Are there any other types that would mesh well with my tap water?


----------



## Lupin (Aug 2, 2006)

If you wish to keep Lake Tanganyikan cichlids, this will mean removal of the current fish in your tank. They can readily tolerate your water conditions. High oxygen level is strictly recommended.


----------



## aquathena (Jun 2, 2007)

Alot of Livebearers like Platies, Mollies, and Swordtails are very hardy and survive in high Ph. What kind of fish are you looking for, exactly?


----------



## Julie's Julies (Jun 11, 2007)

I'm not too picky about what kind of fish I want. Oddly enough, I have had no end of problems with swordtails...so maybe my hard water and high PH are not the cause. 

I might end up switching to cichlids - but I will be sure to find new homes for my current fish first.


----------



## leifthebunny (Mar 13, 2007)

What water testkit are you using? If you don't have one, I would recommend an API Master test. It will come with a high pH test. The basic pH testkit only goes up to 7.6 so anything above that will show up as blue. The high pH will show from 7.4 up.

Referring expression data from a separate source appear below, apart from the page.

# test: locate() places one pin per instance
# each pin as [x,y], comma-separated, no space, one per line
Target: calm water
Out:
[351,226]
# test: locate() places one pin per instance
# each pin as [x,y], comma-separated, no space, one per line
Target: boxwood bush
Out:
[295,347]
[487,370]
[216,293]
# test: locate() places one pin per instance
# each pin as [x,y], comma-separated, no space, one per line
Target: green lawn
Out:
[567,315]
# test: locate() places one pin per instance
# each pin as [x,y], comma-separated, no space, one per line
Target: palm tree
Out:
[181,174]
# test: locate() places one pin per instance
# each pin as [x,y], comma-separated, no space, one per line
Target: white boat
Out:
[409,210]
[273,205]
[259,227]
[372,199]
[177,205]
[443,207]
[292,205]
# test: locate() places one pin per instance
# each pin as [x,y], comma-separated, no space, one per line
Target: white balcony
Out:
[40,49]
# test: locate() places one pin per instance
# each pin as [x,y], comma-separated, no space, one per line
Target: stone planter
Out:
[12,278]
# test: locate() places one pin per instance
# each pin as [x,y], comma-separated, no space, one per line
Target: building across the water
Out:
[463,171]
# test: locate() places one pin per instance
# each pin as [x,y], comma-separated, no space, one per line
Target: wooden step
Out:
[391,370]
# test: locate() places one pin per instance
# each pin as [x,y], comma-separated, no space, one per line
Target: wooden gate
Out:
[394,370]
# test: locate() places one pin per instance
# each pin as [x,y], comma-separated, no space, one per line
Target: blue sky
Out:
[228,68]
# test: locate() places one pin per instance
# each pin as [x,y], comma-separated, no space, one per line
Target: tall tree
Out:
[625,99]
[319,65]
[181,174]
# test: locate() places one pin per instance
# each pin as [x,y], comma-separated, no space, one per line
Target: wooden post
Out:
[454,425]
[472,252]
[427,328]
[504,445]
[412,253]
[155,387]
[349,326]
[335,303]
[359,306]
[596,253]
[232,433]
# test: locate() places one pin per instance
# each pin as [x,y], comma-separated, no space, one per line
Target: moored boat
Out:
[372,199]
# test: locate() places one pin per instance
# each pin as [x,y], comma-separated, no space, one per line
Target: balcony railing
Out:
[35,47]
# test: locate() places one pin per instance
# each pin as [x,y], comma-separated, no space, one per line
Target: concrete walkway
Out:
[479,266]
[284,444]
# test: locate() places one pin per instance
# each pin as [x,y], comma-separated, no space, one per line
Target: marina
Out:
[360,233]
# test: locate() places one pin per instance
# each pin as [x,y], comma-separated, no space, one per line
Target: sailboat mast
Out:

Also, how are your other params such as ammonia, nitrites and nitrates?


----------



## Julie's Julies (Jun 11, 2007)

I use API test kits, though I bought them individually rather than the master test set. Does the pet store sell an individual high-range Ph test? I could not find one at Petco. My ammonia and nitrites are at zero, and I think my nitrates get up to about .25ppm before I do my weekly water change.


----------



## leifthebunny (Mar 13, 2007)

They should. I know they carry a number of different tests individually and vaguely remember seeing the high pH kit at my LFS.


----------



## Falina (Feb 25, 2007)

Julie's Julies said:


> Does the pet store sell an individual high-range Ph test? I could not find one at Petco.


Most will. Try a lfs rather than PetCo if you don't have any luck there.


----------